Election du président de l’UDI: les leçons du premier tour

J.C. Lagarde et H. Morin (source: 20minutes.fr)

Jeudi 16 octobre a eu lieu le premier tour de l’élection du futur président de l’UDI. Jean-Christophe Lagarde (qui a obtenu près de 36% des suffrages) et Hervé Morin (31%) se sont qualifiés pour le second tour. Yves Jégo (21%) et Jean-Christophe Fromentin (11%) sont battus. Le deuxième tour aura lieu en novembre. D’après les chiffres communiqués par l’UDI, 16.600 adhérents ont participé au scrutin, sur 28.300 inscrits. Trois leçons peuvent être tirées de ce scrutin.

1° Seuls les candidats véritablement centristes se qualifient

Les deux finalistes, Hervé Morin et Jean-Christophe Lagarde, sont d’authentiques centristes issus de l’ancienne UDF. Ils ont fondé ensemble le Nouveau Centre en 2007, bien que Jean-Christophe Lagarde ait par la suite quitté ce parti pour fonder son propre mouvement (Force Européenne Démocrate). Les deux candidats battus au premier tour, Yves Jégo et Jean-Christophe Fromentin, ne viennent pas du centre mais de la droite : Yves Jégo a d’ailleurs commencé sa carrière au RPR avant de participer à la création de l’UMP en 2002. Le futur président de l’UDI sera donc un vrai centriste, et cela aura de l’importance dans l’identité du parti.

2° Une élection qui ternit l’image de l’UDI

De toute évidence, le premier tour n’aura pas été aussi exemplaire que l’espéraient les chefs de l’UDI. Jean-Christophe Fromentin a dénoncé des dysfonctionnements dans le déroulement du scrutin, de nombreux adhérents n’ont pas pu voter en raison de problèmes techniques, et Yves Jégo a été victime d’une polémique mesquine à propos de ses propriétés foncières. Au lendemain du premier tour, Yves Jégo ne digère pas sa défaite, qu’il a attribue à la campagne de déstabilisation dont il a été la cible quelques jours avant le scrutin. L’UDI prétend vouloir rénover la vie politique française, mais de toute évidence, les coups bas et les irrégularités qui salissent l’image des autres partis existent aussi au pays des centristes.
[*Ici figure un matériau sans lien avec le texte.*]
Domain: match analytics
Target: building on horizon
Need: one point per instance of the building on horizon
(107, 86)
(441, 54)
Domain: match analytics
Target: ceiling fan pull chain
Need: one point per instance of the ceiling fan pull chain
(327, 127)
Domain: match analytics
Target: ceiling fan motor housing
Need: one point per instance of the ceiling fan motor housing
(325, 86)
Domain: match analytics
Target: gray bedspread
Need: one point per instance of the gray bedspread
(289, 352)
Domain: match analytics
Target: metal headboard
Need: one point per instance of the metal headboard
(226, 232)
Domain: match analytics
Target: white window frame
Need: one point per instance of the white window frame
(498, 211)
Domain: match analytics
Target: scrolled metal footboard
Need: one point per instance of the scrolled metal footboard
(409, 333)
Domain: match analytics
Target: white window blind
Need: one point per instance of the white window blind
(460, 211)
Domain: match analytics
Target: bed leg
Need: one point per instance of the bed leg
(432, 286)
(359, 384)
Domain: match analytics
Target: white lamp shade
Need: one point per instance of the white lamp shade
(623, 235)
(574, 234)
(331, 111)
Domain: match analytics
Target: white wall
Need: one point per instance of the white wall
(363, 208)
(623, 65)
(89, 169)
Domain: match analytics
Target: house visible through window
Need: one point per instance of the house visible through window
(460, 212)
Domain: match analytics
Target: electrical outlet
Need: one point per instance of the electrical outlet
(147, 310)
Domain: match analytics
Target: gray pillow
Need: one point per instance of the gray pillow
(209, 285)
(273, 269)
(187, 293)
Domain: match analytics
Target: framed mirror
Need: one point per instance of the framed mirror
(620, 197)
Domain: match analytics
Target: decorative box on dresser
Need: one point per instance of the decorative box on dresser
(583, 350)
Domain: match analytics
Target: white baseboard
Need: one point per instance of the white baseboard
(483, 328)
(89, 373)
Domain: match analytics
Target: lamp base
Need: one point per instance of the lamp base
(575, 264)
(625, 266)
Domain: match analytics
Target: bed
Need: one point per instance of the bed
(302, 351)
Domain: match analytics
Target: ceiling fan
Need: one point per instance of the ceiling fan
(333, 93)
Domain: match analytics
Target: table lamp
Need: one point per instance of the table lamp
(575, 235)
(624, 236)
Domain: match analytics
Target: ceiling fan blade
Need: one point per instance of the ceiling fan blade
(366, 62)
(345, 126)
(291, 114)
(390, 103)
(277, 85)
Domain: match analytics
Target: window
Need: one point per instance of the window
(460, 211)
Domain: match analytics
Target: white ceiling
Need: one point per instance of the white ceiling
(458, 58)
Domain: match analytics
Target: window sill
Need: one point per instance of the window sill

3° L’échec d’Yves Jégo confirme la crise du Parti Radical

L’UDI avait été créée en 2012 par Jean-Louis Borloo, alors président du Parti Radical. Mais le retrait de Jean-Louis Borloo pour raisons de santé a ouvert une véritable « crise de succession » chez les radicaux valoisiens. L’élection du nouveau président du PR en juin 2014 fut désastreuse : la victoire de Laurent Hénart fut contestée par sa concurrente Rama Yade, qui dénonça des irrégularités dans l’élection et alla même jusqu’à réclamer l’annulation du scrutin. L’élection du président de l’UDI vient accentuer le « malaise » du Parti Radical : Yves Jégo, membre du PR, président intérimaire de l’UDI après le départ de Borloo, est battu par deux candidats qui ne viennent pas du Parti Radical. Ainsi, le Parti Radical, qui était en quelque sorte la clé de voûte de l’UDI, se retrouve relégué au second plan.